Line of Sight

Short Stories Oct 19, 2022

Instinctively he raised his head. It was an act of survival. When his head was down foraging for scarce shoots protruding from the snow he was vulnerable. His head turned. Left at first, then to the right. The buck mule deer sniffed the chilled mountain air, flicked his large ears in several directions, then returned to the clump of grasses it had uncovered. The 8 prongs of his 30 inch wide antlers moved majestically side to side, up and down as he foraged. He sensed his vulnerability acutely. Mountain lions sit at the top of the food chain in this part of the Rockies. Deer is a prize for hungry cougars and their cubs. Winter at 9000 ft altitude is perilous. Eat or starve, eat and possibly be eaten. Underneath heavy snowfall, greens were limited. Despite the risks, every opportunity to graze needed to be seized. The buck was unaware he was being monitored. Closely.

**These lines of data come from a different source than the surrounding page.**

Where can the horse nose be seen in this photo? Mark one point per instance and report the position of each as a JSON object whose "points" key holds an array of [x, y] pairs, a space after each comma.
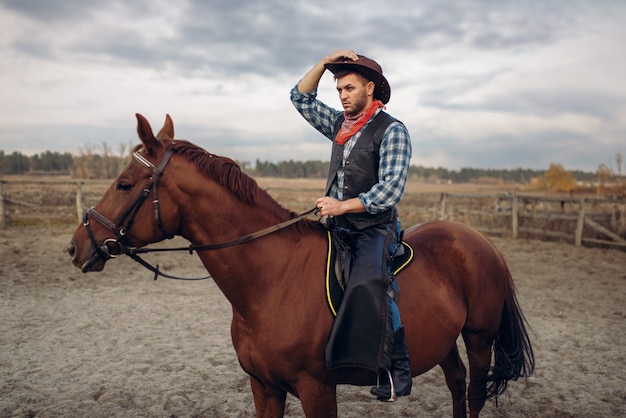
{"points": [[71, 249]]}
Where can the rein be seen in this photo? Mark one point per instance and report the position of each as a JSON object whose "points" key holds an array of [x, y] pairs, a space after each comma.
{"points": [[133, 252], [112, 248]]}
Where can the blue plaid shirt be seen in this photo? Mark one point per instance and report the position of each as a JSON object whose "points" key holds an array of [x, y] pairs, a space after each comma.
{"points": [[395, 153]]}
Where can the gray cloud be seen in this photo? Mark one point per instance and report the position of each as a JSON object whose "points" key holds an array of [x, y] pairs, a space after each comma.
{"points": [[438, 54]]}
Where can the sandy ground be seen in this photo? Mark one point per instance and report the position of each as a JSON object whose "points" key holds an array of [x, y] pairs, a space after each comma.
{"points": [[118, 344]]}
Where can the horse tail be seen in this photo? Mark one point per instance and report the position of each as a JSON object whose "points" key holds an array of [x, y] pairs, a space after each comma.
{"points": [[513, 352]]}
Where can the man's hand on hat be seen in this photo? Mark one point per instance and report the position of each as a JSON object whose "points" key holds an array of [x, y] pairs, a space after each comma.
{"points": [[342, 53]]}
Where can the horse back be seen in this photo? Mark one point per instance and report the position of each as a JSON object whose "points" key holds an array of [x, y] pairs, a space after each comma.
{"points": [[456, 282]]}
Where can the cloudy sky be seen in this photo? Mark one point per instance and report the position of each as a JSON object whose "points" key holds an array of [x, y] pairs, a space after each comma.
{"points": [[480, 83]]}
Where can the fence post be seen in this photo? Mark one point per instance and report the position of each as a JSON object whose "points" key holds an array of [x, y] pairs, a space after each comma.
{"points": [[79, 201], [514, 215], [578, 238], [442, 209], [2, 213]]}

Cal Smedt had stopped his pickup when he crested the lonely switchback climb up the Jamestown Canyon. He needed to pee badly. He’d downed several pints of Left Hand brew with his friends at the Merc during the afternoon. A man of simple pleasures, Cal enjoyed drinking beer with buddies and loved his guns. Fumbling to unbutton his fly, he cursed that his Levis didn’t have a zip. Caught short, he cursed again as he wet his jeans. Urgently dragging them downwards, he stood in the silence of the Rocky Mountains and watched steam rise as he peed. He made a paltry attempt to write his name in the snow but was swaying too much. Besides, the stream of urine petered out halfway through his surname. He was congratulating himself and admiring an almost legible CalSme. Then he saw it. Less than 100 yards below him, down an icy ravine. It was feeding, seemingly oblivious to Cal’s presence. The magnificent buck must have been upwind.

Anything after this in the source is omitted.